Saturday 24 March 2018

Book Review: The Hazel Wood by Melissa Albert

The Hazel Wood is the kind of book you want to start reading again the moment you finish it. It's snarky and relevant -- with just the right amount of melancholy.

I thought, when I started this one, that the author's loose attitude toward grammar and semantics would drive me a bit batty. Yeah, I still cling to those old-fashioned rules that were drilled into me in school. My failing, not the book's. This is a novel for a new generation of readers whose focus is on the message, rather than the format. It just works.

The language and vocabulary used give The Hazel Wood an ultra-modern feel. It's conversational and easy to read, even if some of the words had me running to Google! (I might be getting old but I'm still good with slang. It takes a word that's pretty far out there to stump me.)

I picked up The Hazel Wood because I thought it was going to be about faeries There's a helluva glut of faerie stories out there at the moment (Is it safe to say faeries are the new vampires?) but The Hazel Wood isn't really about faeries, even though faerie tales are its heart. It's more like Neverland grew up, developed an attitude problem, started smoking clove cigarettes, and ran away from home.

And it's exactly as cool as that sounds.

There are things about this book that made me fall in love but, honestly, I was lost from the first line: "My mother was raised on fairy tales, but I was raised on highways." Sometimes, a good author creates prose so beautiful that it reads like poetry. This is one of those times.

The whole time I was reading The Hazel Wood, my fingers itched for a highlighter. There were so many lines I wanted to save, to come back to, to share -- lines that, while fiction, held a painful amount of truth. The kind of sentences you want to gobble up so you don't lose them but equally want to sit and savour the taste of.

Honestly, I hate first-person YA literature. It usually seems like such a cop out. The Hazel Wood, though, wouldn't have worked if it hadn't been in first-person. You need that helplessly lost feeling that only comes when you're looking at the world through someone else's eyes. You need to fall when Alice falls, to feel her success (sort of) at the end.
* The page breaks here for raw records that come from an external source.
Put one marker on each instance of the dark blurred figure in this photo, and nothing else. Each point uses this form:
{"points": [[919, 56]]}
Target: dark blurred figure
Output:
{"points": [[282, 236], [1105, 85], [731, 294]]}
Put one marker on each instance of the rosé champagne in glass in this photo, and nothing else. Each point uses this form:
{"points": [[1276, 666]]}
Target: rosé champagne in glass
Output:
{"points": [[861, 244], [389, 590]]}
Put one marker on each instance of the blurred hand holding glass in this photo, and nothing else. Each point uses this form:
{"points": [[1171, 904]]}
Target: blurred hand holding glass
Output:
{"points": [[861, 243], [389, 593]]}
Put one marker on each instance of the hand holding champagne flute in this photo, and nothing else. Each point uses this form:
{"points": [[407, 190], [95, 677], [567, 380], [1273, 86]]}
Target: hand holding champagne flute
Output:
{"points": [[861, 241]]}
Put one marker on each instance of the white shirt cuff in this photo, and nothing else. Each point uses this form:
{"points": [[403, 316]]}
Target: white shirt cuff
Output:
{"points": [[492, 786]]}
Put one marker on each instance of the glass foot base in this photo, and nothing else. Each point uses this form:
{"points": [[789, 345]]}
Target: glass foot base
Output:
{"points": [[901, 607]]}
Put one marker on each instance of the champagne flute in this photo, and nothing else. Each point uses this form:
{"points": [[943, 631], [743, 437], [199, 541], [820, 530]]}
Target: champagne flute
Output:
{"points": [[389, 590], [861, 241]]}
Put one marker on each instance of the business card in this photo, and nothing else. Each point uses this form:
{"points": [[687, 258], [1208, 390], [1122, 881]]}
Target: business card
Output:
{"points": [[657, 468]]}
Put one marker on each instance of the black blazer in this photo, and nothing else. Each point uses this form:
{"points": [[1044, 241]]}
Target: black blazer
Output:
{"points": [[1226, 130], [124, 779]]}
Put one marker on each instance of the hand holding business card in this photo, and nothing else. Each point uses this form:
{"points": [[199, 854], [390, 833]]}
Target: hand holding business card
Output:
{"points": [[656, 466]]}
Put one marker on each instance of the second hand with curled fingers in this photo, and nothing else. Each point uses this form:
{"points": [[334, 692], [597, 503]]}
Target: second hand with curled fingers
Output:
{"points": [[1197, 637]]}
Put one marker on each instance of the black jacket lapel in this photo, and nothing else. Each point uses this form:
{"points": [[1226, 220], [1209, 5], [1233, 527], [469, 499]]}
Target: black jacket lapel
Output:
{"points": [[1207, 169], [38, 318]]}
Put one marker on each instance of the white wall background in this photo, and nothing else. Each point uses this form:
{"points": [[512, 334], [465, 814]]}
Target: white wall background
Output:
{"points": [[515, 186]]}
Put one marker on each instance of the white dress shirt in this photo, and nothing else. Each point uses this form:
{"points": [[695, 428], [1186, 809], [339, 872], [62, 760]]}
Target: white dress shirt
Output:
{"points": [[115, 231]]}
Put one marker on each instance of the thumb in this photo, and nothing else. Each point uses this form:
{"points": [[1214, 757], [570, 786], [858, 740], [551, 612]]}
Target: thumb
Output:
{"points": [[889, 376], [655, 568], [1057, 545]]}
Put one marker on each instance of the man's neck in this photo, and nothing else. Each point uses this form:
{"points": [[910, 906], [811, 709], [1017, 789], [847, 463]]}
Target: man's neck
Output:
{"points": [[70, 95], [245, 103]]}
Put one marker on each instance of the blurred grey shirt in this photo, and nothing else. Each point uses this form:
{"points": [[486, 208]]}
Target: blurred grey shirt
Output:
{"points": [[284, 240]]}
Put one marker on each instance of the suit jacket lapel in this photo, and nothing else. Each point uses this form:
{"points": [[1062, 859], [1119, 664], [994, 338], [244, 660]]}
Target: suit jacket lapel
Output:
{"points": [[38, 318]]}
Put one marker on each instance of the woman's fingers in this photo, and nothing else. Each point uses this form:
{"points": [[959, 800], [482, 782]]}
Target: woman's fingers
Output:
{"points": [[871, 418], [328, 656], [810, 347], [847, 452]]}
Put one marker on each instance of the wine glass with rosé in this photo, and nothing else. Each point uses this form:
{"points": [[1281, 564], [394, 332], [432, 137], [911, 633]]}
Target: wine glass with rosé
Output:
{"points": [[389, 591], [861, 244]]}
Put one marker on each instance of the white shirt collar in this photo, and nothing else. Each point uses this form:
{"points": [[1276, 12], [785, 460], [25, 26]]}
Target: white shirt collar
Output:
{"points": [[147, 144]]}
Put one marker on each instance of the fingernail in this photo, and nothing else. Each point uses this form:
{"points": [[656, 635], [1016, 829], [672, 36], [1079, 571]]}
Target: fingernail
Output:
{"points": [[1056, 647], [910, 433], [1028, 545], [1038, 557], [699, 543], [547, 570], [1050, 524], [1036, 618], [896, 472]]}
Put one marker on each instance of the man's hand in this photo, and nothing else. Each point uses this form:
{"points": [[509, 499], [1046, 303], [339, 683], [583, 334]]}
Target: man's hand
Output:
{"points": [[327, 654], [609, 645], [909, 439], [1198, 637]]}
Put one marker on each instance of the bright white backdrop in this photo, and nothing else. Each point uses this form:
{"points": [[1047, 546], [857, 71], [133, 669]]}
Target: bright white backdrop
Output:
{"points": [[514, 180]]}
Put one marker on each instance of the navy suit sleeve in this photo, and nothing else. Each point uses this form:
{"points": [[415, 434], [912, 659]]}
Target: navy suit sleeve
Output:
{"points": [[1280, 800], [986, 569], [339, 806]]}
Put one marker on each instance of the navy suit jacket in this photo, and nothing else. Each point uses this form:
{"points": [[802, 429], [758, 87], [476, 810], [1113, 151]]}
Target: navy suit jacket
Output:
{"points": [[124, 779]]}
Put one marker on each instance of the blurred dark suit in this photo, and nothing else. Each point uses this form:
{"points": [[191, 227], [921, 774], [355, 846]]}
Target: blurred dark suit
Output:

The other things I loved? Well, let's talk about the love interest. Or, well, not-so-love interest. Which, of course, is the point. The Hazel Wood isn't about some girl falling for a boy and them fighting to be together. It's about a girl and her mother. A girl deciding her own fate, deciding who she gets to be. Our daughters need these books.

I've already hinted at a darker ending and that's what you get with The Hazel Wood. Don't worry, though, it's not so dark that you walk away feeling cheated. It is a happy ending. Kind of. If you look at it a certain way. Okay, it's the right ending, which is more important, anyway. (Might want to have a chocolate bar nearby for when you've finished, just to be safe.)

I can't recommend The Hazel Wood highly enough. It's the kind of book you could easily lose yourself in and finish before you realise how long you've been reading. The only thing that disappointed me about it was that it didn't come with a companion volume of Tales from the Hinterland. I'm dying to read those stories!